Кетиль Бьёрнстад - Пианисты
— Когда мне отпустить тебя? — спрашиваю я.
— Меня вообще не надо отпускать. Продолжай.
Ее тело нетерпеливо, как будто она хочет, чтобы все было уже позади. Я больше не сдерживаюсь.
Все. Я осторожно отпускаю ее, боясь как-нибудь ей навредить, чуть ли не с надеждой, что она этого не заметит.
Но она замечает.
— Было прекрасно, — говорит она.
— Хорошо? Тебе было хорошо? — Я опустошен, и мне неловко.
— Достаточно хорошо, — отвечает она. — Не думай об этом.
— Это у меня первый раз, — признаюсь я.
— У меня тоже.
— А Катрине?
— Это совсем другое. Прошу тебя, не надо об этом.
Мы молчим, тесно прижавшись друг к другу.
— Да, мне было хорошо, — вдруг говорит она.
— Но разве это не опасно?
— Ты имеешь в виду опасность забеременеть? Нет, к счастью, мои родители врачи.
— Правда, ведь твоя мама гинеколог, — вспоминаю я, чувствуя себя дураком.
— Нет, это папа.
— Что папа?
— Это он позаботился, чтобы я не забеременела слишком рано.
— И что он сделал?
Она не отвечает. А я не смею спрашивать. Только представляю себе. Маточное кольцо. Спираль. Ловкие профессиональные руки.

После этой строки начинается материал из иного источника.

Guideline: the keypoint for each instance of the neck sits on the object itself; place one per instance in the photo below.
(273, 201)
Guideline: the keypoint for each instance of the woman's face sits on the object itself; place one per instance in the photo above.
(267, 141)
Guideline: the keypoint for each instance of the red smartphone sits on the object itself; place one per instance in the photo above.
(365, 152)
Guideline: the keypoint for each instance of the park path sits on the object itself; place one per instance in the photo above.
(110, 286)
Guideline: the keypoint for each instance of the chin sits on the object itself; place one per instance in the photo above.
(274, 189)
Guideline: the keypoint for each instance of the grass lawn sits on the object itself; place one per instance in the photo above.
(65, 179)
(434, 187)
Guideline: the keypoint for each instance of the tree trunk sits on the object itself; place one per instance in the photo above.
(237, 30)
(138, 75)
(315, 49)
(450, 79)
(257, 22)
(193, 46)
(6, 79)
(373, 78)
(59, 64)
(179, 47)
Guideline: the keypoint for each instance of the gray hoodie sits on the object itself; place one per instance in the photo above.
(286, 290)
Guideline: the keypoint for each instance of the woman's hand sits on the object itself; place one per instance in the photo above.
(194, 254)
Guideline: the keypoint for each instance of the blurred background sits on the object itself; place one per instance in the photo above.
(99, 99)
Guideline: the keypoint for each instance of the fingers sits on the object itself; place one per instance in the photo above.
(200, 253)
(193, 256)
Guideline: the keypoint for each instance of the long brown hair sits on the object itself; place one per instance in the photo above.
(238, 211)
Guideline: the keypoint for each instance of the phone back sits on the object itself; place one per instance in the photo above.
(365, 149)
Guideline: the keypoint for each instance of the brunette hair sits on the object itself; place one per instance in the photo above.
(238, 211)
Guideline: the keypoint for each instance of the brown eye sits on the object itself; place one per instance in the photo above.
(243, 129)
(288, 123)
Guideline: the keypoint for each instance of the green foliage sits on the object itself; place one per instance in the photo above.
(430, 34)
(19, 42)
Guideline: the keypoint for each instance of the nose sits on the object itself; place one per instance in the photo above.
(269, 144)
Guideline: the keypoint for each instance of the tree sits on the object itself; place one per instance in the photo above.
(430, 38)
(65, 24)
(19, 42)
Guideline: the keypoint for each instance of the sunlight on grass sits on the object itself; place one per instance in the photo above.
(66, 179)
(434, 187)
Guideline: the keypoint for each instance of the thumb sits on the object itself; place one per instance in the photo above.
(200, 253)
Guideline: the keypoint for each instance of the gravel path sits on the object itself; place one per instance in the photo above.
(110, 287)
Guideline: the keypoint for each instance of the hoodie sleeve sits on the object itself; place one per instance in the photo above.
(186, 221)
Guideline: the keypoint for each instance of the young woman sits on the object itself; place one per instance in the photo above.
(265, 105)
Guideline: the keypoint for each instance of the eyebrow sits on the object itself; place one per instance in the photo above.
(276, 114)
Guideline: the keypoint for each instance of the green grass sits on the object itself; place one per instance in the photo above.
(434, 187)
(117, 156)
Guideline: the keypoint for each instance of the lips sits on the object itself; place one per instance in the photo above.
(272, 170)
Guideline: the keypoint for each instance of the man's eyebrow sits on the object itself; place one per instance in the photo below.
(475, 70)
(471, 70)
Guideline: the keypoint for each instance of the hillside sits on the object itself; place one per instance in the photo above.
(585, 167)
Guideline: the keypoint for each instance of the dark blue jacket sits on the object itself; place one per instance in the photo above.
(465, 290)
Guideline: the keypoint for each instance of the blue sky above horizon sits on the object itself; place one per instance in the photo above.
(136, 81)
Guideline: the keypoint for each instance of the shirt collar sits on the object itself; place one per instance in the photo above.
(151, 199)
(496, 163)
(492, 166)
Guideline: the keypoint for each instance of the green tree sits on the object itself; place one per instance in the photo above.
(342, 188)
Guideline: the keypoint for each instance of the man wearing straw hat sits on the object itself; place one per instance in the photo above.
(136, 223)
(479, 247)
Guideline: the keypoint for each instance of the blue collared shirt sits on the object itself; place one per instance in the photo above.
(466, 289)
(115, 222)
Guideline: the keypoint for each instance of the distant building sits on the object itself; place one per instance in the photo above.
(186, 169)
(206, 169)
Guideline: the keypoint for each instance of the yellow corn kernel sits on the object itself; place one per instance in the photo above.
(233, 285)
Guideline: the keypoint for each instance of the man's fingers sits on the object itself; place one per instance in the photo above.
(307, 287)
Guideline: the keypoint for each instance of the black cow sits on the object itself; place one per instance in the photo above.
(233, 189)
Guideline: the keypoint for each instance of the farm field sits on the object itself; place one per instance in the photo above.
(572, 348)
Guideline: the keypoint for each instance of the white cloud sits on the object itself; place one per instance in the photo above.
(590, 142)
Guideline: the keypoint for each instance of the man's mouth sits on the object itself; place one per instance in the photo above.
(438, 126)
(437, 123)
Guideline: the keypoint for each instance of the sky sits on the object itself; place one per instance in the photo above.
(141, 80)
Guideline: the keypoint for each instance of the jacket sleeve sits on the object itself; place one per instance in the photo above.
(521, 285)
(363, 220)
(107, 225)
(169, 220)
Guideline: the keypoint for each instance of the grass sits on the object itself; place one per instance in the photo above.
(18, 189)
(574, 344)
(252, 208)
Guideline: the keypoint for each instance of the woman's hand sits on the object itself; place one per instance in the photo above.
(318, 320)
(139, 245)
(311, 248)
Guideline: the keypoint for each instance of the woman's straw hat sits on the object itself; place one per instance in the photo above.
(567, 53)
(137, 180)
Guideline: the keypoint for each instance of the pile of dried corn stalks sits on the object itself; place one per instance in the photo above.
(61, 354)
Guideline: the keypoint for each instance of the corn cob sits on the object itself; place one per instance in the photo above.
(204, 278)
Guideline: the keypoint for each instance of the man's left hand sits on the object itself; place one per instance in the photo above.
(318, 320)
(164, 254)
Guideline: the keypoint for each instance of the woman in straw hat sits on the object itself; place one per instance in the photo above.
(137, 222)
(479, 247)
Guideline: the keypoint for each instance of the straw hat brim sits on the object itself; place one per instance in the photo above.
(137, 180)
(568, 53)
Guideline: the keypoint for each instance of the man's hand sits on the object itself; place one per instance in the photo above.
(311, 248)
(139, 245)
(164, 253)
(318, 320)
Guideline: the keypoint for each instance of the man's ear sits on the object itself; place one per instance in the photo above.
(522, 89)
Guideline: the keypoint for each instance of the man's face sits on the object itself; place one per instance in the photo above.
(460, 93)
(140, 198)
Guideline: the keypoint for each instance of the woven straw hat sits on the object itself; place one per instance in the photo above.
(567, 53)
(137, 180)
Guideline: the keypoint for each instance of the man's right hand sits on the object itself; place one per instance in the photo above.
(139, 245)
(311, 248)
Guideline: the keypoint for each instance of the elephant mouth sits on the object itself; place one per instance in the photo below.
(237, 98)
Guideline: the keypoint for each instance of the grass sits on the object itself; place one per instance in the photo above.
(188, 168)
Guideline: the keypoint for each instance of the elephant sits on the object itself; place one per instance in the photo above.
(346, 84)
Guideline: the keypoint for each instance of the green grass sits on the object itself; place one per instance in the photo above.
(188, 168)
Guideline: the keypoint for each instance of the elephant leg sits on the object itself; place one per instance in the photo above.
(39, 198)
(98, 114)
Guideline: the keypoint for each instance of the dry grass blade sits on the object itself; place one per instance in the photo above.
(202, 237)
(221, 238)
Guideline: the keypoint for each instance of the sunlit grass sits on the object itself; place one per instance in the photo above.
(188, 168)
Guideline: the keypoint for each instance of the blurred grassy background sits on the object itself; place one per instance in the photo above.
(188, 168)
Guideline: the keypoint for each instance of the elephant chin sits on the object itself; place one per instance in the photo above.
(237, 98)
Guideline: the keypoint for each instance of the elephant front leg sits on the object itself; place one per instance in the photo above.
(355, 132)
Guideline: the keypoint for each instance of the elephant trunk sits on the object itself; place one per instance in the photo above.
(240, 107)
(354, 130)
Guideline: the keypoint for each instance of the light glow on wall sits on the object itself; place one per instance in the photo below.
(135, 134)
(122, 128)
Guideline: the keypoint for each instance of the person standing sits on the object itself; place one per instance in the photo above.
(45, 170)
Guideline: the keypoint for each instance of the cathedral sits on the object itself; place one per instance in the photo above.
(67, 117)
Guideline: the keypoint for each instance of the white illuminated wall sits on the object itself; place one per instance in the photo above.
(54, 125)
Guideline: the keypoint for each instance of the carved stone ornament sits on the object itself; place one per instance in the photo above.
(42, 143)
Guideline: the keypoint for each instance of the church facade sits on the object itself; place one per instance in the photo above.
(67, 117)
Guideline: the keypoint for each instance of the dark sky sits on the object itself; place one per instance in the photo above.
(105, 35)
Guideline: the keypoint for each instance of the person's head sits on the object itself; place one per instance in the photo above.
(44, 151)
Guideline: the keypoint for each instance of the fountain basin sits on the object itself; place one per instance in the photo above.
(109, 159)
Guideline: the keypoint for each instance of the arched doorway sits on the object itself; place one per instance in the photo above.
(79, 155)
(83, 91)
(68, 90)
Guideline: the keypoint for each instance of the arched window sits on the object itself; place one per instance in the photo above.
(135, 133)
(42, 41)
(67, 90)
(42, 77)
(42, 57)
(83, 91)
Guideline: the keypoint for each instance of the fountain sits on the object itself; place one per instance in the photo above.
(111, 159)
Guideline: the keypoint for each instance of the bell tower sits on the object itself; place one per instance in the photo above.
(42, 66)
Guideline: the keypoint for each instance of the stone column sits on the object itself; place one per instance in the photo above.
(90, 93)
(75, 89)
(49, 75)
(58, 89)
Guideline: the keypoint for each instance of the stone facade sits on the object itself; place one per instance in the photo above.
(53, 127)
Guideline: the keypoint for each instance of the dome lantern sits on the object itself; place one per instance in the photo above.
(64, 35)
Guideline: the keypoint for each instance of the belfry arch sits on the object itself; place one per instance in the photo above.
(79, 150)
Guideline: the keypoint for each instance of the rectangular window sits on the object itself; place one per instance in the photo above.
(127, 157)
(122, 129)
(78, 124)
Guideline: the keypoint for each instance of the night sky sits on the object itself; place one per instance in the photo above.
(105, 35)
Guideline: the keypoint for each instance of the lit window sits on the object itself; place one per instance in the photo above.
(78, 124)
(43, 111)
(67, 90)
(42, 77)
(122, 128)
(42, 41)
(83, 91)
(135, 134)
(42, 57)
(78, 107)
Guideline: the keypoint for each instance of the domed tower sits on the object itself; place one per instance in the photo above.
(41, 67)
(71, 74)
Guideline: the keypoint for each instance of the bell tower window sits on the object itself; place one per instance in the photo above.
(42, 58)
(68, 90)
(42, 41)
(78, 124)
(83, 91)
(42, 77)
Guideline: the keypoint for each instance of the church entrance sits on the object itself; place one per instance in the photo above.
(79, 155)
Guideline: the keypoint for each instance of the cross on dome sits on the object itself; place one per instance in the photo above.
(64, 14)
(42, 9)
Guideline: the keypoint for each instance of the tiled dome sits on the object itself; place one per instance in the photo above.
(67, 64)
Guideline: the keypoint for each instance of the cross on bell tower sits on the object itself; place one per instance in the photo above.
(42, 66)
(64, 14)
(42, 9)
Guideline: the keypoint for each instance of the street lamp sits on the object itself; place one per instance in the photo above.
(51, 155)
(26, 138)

— Не будем об этом говорить, — просит она. — Мне было хорошо. И этого хватит. На сегодня. Не воображай себе никаких глупостей. Мы больше не будем вместе. Во всяком случае, еще очень долго. Сначала Равель. Я не должна рассеиваться. Сосредоточенность для меня все. Ты понимаешь?
Я быстро целую ее в щеку.
— Конечно, понимаю.
— Может, хочешь теперь попробовать мой салат?

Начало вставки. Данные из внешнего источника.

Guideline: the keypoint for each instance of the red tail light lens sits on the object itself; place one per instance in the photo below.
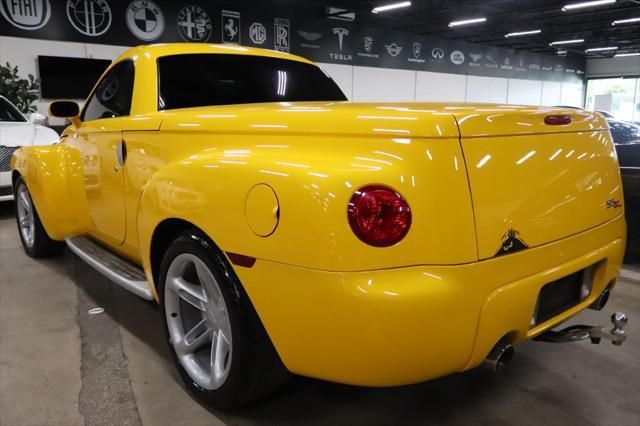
(379, 216)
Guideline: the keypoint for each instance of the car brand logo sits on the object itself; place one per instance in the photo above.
(511, 242)
(145, 19)
(257, 33)
(393, 49)
(457, 57)
(194, 24)
(230, 27)
(368, 44)
(26, 14)
(91, 18)
(309, 36)
(616, 204)
(281, 38)
(340, 32)
(437, 53)
(417, 49)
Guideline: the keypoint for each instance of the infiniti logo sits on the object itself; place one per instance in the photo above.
(437, 53)
(340, 32)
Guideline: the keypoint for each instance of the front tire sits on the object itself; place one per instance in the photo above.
(218, 343)
(35, 240)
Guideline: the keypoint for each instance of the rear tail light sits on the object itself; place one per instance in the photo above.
(379, 216)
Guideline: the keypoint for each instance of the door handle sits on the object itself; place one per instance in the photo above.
(122, 152)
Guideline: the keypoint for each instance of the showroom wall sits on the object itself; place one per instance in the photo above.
(359, 83)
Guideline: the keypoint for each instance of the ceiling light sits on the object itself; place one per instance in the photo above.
(578, 40)
(601, 49)
(467, 22)
(625, 21)
(391, 6)
(573, 6)
(522, 33)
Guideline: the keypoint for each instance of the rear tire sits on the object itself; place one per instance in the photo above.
(206, 311)
(35, 240)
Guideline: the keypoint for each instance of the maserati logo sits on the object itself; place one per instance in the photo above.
(26, 14)
(437, 53)
(393, 49)
(340, 32)
(257, 33)
(194, 24)
(457, 57)
(92, 18)
(368, 44)
(417, 49)
(310, 36)
(145, 19)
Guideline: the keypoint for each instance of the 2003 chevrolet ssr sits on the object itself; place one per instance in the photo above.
(283, 229)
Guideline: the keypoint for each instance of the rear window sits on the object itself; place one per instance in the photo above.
(217, 79)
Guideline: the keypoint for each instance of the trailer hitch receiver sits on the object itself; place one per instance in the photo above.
(575, 333)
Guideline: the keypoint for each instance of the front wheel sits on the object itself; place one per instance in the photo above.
(218, 343)
(35, 240)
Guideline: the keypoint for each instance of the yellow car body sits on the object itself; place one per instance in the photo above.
(273, 181)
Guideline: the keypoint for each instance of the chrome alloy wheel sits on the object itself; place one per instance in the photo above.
(198, 321)
(26, 218)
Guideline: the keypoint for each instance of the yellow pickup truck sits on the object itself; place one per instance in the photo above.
(285, 230)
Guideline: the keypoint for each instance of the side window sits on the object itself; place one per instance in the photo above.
(112, 97)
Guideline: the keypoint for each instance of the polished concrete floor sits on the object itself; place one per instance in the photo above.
(60, 365)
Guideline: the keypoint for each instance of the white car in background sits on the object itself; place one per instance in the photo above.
(17, 131)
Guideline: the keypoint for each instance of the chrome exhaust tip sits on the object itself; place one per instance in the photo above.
(499, 357)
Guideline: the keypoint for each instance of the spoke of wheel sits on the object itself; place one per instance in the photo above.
(219, 349)
(195, 338)
(192, 294)
(25, 201)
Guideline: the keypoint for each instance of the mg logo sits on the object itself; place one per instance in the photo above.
(26, 14)
(340, 32)
(257, 33)
(437, 53)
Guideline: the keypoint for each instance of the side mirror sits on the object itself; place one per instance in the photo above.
(38, 119)
(64, 109)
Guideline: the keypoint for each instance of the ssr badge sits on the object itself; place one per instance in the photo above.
(145, 19)
(26, 14)
(194, 24)
(511, 243)
(90, 17)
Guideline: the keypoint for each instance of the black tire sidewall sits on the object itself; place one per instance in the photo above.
(193, 242)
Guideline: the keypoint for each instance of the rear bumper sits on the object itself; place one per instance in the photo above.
(406, 325)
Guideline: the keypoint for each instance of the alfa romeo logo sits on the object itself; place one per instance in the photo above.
(26, 14)
(194, 24)
(90, 17)
(145, 19)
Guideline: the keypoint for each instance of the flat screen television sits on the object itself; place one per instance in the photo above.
(69, 77)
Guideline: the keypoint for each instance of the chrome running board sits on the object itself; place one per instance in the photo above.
(122, 272)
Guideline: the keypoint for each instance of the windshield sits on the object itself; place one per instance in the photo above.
(8, 112)
(219, 79)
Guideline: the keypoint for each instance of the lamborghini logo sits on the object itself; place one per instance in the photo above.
(511, 243)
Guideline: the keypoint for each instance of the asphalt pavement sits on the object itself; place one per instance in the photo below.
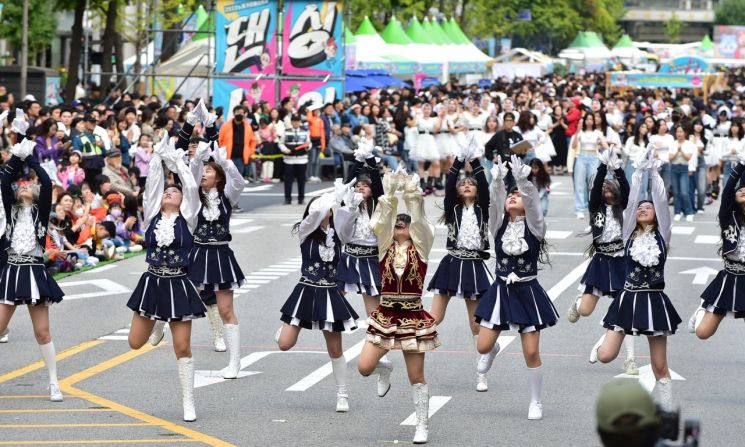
(117, 396)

Но я замечаю, как у меня поднимается тошнота.
— Нет, спасибо. Я не могу сейчас думать о еде.
— Как хочешь, — говорит она. Ее глаза глядят в потолок.
Мы лежим рядом друг с другом.
Я пережил больше, чем мог мечтать.
И все-таки мне грустно.
Обратно на МелумвейенБыло уже далеко за полночь, когда я не спеша поднимался по свежему снегу с Эльвефарет к своему дому. Мне не встретился ни один прохожий. Только мои собственные следы.
Что произошло? У меня чувство, как будто я кого-то предал. Но разве я предал Аню? Это должно было произойти не так. Все изменилось, и страна, которую я хотел завоевать и завоевал, оказалась без будущего.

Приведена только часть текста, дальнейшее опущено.